But what mechanism underlies our results? Whereas Landy and Goldstone (2007) appealed to perceptual units to account for their findings (e.g., ‘4×2’ is more likely to be perceived as a unit than ‘4 × 2’, because of the affordances of the spacing around the operation symbol), a similar mechanism does not seem to apply in our context. Rather, our finding from Study 2, that arithmetic fluency on an immediate post-test is facilitated by notations that use congruent symbols, seems to involve memorability rather than perceptual units. What makes iconic symbols more memorable when looking at the case of symmetry and commutativity? Ladd seemed to understand commutativity to be a symmetric operation due to the interchangeability of the two operands while the result of the operation is unchanged. This concept of interchangeability along a vertical axis seems congruent with notation using a symbol that is vertically symmetrical (i.e. has an identical left and right side).

There are theoretical reasons to suppose that congruent symbols might be more memorable than incongruent symbols.
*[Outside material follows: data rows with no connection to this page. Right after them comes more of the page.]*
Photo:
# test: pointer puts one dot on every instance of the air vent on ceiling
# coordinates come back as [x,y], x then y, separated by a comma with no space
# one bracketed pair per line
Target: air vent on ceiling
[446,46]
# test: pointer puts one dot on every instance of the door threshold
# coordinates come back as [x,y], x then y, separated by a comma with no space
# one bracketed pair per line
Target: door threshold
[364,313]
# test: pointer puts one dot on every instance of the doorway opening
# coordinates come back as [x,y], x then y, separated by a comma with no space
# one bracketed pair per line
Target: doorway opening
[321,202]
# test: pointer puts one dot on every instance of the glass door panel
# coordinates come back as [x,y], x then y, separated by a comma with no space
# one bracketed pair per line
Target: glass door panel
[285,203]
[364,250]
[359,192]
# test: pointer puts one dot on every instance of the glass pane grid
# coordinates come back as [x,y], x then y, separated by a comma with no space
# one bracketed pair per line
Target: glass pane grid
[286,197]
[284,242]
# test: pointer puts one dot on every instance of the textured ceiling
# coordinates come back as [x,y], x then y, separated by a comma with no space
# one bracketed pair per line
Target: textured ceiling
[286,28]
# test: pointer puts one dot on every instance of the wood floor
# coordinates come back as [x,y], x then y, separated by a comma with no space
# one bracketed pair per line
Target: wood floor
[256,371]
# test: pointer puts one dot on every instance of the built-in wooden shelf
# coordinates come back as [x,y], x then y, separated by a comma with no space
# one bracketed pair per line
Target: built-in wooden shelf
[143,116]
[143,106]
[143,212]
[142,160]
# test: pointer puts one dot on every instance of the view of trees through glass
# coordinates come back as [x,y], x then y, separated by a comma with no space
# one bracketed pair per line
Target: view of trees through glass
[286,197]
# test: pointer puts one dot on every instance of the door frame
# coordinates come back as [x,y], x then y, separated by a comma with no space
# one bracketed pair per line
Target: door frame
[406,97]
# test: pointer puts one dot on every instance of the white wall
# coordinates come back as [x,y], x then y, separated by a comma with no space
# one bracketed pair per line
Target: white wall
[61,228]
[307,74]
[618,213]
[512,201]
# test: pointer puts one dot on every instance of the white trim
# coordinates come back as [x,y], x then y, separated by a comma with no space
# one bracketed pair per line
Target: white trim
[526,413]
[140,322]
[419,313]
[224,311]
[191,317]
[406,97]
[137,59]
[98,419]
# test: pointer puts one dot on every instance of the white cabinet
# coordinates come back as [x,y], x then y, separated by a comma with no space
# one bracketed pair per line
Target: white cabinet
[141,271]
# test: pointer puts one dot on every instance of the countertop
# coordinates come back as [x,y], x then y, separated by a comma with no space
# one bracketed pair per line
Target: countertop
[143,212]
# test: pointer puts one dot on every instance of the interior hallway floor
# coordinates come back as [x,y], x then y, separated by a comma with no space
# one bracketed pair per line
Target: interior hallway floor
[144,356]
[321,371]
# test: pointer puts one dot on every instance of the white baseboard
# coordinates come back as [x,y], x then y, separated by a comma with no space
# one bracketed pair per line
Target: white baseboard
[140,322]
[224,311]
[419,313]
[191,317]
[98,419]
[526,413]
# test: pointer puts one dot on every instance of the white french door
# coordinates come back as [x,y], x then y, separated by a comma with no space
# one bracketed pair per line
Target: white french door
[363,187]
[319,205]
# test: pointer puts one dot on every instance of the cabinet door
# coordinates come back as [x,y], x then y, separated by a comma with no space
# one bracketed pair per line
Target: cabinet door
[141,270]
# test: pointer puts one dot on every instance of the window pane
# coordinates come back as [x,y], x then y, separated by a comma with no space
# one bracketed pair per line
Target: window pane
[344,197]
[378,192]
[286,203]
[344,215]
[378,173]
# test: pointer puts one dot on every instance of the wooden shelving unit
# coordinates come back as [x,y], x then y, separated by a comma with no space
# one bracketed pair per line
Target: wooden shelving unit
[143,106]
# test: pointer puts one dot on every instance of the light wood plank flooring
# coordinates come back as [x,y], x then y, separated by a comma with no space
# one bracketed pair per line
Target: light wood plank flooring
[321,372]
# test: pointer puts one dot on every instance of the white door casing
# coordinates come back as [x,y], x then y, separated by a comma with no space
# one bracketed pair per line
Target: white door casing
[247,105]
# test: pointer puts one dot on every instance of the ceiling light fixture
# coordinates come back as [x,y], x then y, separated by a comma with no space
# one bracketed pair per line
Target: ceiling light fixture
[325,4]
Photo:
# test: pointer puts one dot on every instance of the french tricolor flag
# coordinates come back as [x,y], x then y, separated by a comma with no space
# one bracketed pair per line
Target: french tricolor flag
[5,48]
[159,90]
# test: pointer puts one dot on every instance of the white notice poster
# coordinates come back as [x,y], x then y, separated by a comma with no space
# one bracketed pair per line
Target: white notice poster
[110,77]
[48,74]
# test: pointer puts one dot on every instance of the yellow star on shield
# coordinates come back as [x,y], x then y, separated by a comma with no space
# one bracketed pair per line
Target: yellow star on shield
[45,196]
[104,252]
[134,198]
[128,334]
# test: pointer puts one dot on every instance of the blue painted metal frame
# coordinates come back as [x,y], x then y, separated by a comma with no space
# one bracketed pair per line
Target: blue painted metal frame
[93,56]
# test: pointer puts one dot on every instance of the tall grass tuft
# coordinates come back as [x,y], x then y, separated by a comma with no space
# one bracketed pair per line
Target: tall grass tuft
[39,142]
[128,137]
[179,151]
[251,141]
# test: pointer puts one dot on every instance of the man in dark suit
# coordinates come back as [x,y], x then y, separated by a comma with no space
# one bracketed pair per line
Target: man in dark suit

Consider onomatopeias: words such as ‘buzz’, ‘snap’ or ‘whack’ whose pronunciation is related to their semantic meaning. Phenomena of this kind have been studied under the label of ‘sound-symbolism’ and ‘ideophones’ (Dingemanse, 2012; Perniss & Vigliocco, 2014). A congruent notation can be seen as a visual version of an onomatopeia: rather than its sound being related to its semantics, its shape is. Since it is well established that onomatopoeias are more memorable than non-omomatopoeias (e.g., Inoue, 1991; Lowrey, Shrum, & Dubitsky, 2003), it seems plausible to suppose that the meaning of congruent symbols would be more memorable than the meaning of incongruent symbols.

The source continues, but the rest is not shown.